UniRule rules can annotate protein properties such as the protein name, function, catalytic activity, pathway membership, and subcellular location, along with sequence specific information, such as the positions of post-translational modifications and active sites. All predictions are refreshed with each UniProtKB release to ensure the latest state-of-knowledge predictions.
Rule-based evidence for UniProtKB annotation
UniProtKB entries contain evidence tags that describe the provenance of a given annotation and provide links to a reference where applicable. When an annotation is added to an entry based on an automatic annotation UniRule rule, the evidence tag indicates this:
When you click on the tag, you see a link to the relevant UniRule rule:
In the example shown above, the UniRule rule comes from RuleBase. UniRule is comprised of several rule systems (HAMAP, PIR name and site rules, and RuleBase rules) and each rule has a unique UniRule ID as well as a source rule ID coming from the system which created the rule.
The UniRule dataset is available from the UniProt website. In order to search the dataset to view rules of interest, click on the dropdown next to the search box and select ‘UniRule’. Now enter a rule ID or search term. You can also use the advanced search to build your query.
Exploring the UniRule rule pages
A UniRule rule page contains the unique UniRule ID, the source rule’s ID, a link to search the UniProtKB entries annotated by the rule and the rule content which consists of a set of conditions and corresponding annotations that apply to a protein entry if the conditions are true.
Conditions are listed on the left hand side of the rule page and annotations are on the right hand side. The conditions are arranged in groups and all conditions within a group must be met together. ‘Common conditions’ are the minimum set that must be met for a rule to apply any annotation to a protein entry.
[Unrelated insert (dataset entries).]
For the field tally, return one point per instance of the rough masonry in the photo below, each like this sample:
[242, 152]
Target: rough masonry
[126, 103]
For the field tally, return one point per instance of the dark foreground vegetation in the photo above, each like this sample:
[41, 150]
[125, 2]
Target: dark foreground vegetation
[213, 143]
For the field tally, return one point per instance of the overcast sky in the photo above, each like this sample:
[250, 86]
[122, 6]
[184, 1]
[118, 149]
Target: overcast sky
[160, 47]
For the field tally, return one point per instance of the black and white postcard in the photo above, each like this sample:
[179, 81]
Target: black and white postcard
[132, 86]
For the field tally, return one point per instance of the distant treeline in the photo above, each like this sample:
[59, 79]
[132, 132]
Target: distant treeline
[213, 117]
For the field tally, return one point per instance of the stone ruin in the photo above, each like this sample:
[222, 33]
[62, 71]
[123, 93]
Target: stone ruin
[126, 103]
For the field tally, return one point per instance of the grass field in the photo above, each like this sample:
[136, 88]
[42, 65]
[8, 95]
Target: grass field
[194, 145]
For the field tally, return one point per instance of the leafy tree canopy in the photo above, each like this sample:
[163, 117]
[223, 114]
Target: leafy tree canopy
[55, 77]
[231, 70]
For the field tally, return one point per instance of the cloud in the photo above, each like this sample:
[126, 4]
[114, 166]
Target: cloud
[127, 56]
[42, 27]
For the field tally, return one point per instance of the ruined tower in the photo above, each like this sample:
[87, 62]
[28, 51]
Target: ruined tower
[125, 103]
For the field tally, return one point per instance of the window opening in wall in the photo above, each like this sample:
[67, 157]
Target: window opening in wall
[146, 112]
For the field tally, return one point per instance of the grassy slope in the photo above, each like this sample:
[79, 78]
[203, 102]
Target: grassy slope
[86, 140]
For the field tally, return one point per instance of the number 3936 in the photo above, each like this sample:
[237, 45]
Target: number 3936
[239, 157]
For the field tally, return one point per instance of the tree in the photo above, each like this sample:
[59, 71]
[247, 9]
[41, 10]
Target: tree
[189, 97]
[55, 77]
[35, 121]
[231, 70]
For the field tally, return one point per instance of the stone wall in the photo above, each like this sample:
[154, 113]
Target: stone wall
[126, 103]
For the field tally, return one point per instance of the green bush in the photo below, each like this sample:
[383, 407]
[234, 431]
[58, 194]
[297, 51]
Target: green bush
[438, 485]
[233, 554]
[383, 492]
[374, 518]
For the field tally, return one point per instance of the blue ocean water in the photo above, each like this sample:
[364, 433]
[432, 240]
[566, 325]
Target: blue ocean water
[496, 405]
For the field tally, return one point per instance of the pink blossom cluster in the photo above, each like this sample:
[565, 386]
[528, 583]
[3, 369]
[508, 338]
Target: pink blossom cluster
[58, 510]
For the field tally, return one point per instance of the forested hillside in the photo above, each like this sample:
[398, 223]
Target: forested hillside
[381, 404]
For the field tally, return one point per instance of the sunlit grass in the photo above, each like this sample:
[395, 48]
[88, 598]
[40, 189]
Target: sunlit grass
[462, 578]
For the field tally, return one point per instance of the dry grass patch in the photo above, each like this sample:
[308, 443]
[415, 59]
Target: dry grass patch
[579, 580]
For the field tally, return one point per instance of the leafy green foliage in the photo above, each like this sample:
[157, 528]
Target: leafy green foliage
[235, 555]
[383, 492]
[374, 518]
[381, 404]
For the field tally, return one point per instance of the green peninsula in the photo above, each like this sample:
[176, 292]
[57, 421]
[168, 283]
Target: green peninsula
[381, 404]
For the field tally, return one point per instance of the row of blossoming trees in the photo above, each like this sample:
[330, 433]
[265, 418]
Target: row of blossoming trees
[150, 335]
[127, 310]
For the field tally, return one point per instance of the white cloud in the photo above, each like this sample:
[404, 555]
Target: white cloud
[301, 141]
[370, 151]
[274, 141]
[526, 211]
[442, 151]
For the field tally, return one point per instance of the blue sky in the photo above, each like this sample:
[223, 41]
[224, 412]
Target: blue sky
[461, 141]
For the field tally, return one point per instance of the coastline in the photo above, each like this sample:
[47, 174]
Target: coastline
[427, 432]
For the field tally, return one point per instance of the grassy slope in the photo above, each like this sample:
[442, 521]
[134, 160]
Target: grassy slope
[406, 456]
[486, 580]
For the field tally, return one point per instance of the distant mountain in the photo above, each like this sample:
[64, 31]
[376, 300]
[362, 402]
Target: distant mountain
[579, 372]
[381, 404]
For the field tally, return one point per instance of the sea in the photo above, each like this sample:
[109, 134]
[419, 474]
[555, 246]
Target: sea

Hence, they are common to all protein entries annotated by the rule. These conditions and their relevant annotations are colour coded in purple. If the ‘Common conditions’ are met for an entry, the system then checks the ‘Special conditions’, where they exist, and applies the corresponding annotations. ‘Special conditions’ and their corresponding annotations are colour coded orange. You can click on a condition group to see the relevant annotations. If you click on a ‘Special condition’ group, the ‘Common conditions’ also apply by default.
For example, if you select the first ‘Special condition’ in the following screenshot (highlighted in orange), the annotations applied by that condition are highlighted in orange. Simultaneously, the ‘Common conditions’ are also highlighted (in purple) and the relevant annotations are highlighted with a purple outline.
You can also click directly on an annotation to view the conditions that must be true for it to be applied to a protein entry. This will highlight the required conditions and also the other annotations that will be applied by the conditions along with the one you have clicked on.
For example, if you click on the annotation under ‘Catalytic activity’ in the screenshot below, it is highlighted in purple and you see the relevant condition set highlighted on the left hand side in purple as well. Other annotations that would be applied by this condition group are highlighted with a purple outline.